The first week in Vietnam the weather was kinda weird, very hazy and cloudy with occasional rain pouring down. That all changed during week 2, when temperatures rose to 36°C. Cruising Halong Bay was definitely stunning, but my favourite part was probably trekking around a remote area in Northern Vietnam along rice fields and passing by water buffalos. It was a once in a lifetime experience, at least for me. Not your typical vacationing you do to relax, but getting a real sweat on while climbing those hills, being all adventurous and stuff. Our host family were the loveliest people, welcoming us into their home, cooking for us and even preparing a mouthwatering vegan dish for me, called Dau Sot Ca Chua: it’s basically fried tofu in a hearty tomato sauce served with rice. Super simple, super delish!
Make sure to visit the lovely coast town Hoi An when travelling in Vietnam. And while you’re there, go get you tailored dresses, suits, tops etc. Anything you want, they’ll make it. Yes they are that good. It’s probably also a good idea to head to a tailor shop as soon as you arrive, so you’ll be able to squeeze in all the fittings (usually 3) while you’re in town. The tailors will make sure your custom made clothing fits perfectly.
Now back to the food part! Hoi An has to offer some pretty amazing local dishes, plus they are usually inexpensive when you go to one of those inconspicuous street food style eateries.

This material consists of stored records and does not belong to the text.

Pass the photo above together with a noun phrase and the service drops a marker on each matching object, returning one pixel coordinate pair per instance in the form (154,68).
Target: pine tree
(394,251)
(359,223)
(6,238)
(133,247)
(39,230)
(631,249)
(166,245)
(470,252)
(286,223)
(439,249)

The traditional Hoi An dish Mì Quàng is usually made with yellow flat rice noodles, different mock meats topped off with peanuts and rice crackers served with greens on the side. Eating this is a bit like having a noodle soup. In Vietnam, a lot of dishes come with a side of greens which are usually a mixture of salads and herbs.
Another dish Hoi An is known for is Cao Lau. It is made with thick rice flour noodles (similar to udon noodles which are made with wheat), mock meats, fried crackers. What’s so special about this local dish? It is made with lye water from a well in the Hoi An region.
Don’t be fooled, the culinary highlights in Vietnam are not limited to noodle dishes. I have two words for you: Bánh Mì! I am talking about Vietnamese style baguette. Absolutely delectable and also inexpensive. Sorry there is no picture for you to look at, but as you can imagine I had devoured my sandwich before I remembered to take a picture.
One last tipp to navigate you safely through Vietnamese food heaven: look for this kind of sign pictured below on the left. In Vietnamese culture, vegetarian often means vegan and if you let people know that you’r a “strict vegetarian”, they will point out vegan-friendly dishes for you. Tofu, rice and vegetables are all typical staple foods in Vietnam, so you should be able to get fed about anywhere in Vietnam.
Have you ever been to Vietnam? What’s your favourite dish?